Ik slikte. ‘’Nee, maar je kunt je er wel naar gedragen.’’

Hij grijnsde. ‘’Het heet: weten hoe je dit spel speelt, schat.’’

‘’oh? Dus dit is allemaal een spel voor jou?’’ ik keek hem aan.

Hij slikte. ‘’Misschien wel, misschien niet.’’ Ik zag aan zijn lippen dat hij de drang had om te grijnzen.

Ik rolde met mijn ogen.

Hij zei niks meer, en keek weg.

Ik zuchtte.
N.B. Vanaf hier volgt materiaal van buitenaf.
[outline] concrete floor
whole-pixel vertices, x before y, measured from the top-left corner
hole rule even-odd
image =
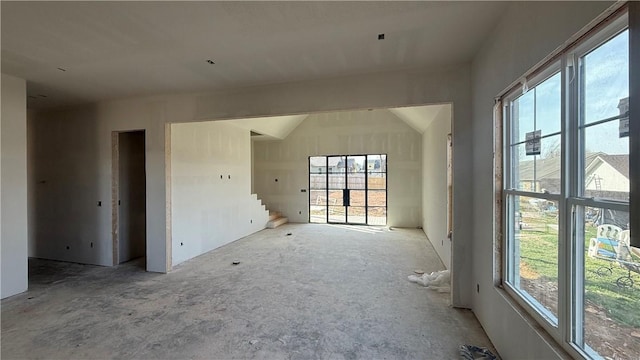
[[[29,291],[2,301],[2,358],[459,359],[460,345],[491,347],[472,312],[407,281],[443,268],[420,230],[289,224],[170,274],[139,265],[30,260]]]

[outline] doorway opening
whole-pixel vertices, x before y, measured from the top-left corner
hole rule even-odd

Hij was nog frustrerender dan Jane Eyre(het boek), en geloof me, toen ik dat las, had ik het gevoel dat ik Gibberish aan het lezen was ofzo.

En dan te bedenken dat we eindelijk wat vooruitgang aan het maken waren.

Ik haalde mijn telefoon uit de zak van mijn trui, en keek naar de tijd. Het was 12 uur ’s middags.

Shit.

‘’We moeten gaan.’’

Hij draaide zijn hoofd naar me om. ‘’Waarom?’’

‘’Omdat het al laat is, en mijn ouders gek worden als ze erachter komen dat ik er niet meer ben. Daarom.’’ Zei ik alsof het de gewoonste zaak van de wereld was.

Zijn gezicht veranderde in begrip. ‘’oh, oké.’’ Hij draaide zich om, en liep het warenhuis weer binnen.

Ik volgde hem door het gebouw heen tot we weer aan de voorkant waren. Ik liep naar zijn auto, klikte op het knopje, ging zitten, en wachtte tot Justin ook binnen kwam.

Ik keek uit het raam, en zag dat Justin een sigaret had gepakt, en opgestoken.

Perfecte timing, zuchtte ik bij mezelf.

Hij opende de deur aan de bestuurderskant, ging zitten, stopte de sleutel in het contact, en reed weg. De sigaret bungelde nog in zijn mondhoek.

‘’Kon je niet even wachten met roken?’’ mopperde ik.

‘’Nee.’’ Antwoorde hij nonchalant.

Hij leek zo kalm. Het was bijna abnormaal. Het was bijna vreemd.

‘’Waarom ben je zo kalm?’’ vroeg ik voordat ik mezelf kon stoppen.

Ik moet daar echt een keer mee ophouden.

Zijn gezicht veranderde van verwarring. ‘’Wat?’’ rook kwam uit zijn mond terwijl hij praatte.

‘’Niks.’’ Ik schudde mijn hoofd.

‘’Nee, wat zei je?’’ protesteerde hij.

‘’Je laat dit niet gaan, hé?’’ ik keek naar hem, en zag een grijns op zijn lippen ontstaan.

‘’Zeg gewoon wat je zei.’’ Hij giechelde zacht. Zijn linkerarm hing op het stuur, en zijn rechter leunde op de armleuning.

‘’Ik zei: Waarom ben je zo kalm?’’

Hij keek me aan. ‘’Zou ik wat anders moeten zijn dan?’’

‘’Nee… nou, weet ik niet.’’ Zuchtte ik. ‘’Normaal ben je altijd boos. Dit… dit is nieuw.’’ Ik likte mijn lippen.

Hij lachte. ‘’Het spijt me dat ik niet altijd vrolijk ben?’’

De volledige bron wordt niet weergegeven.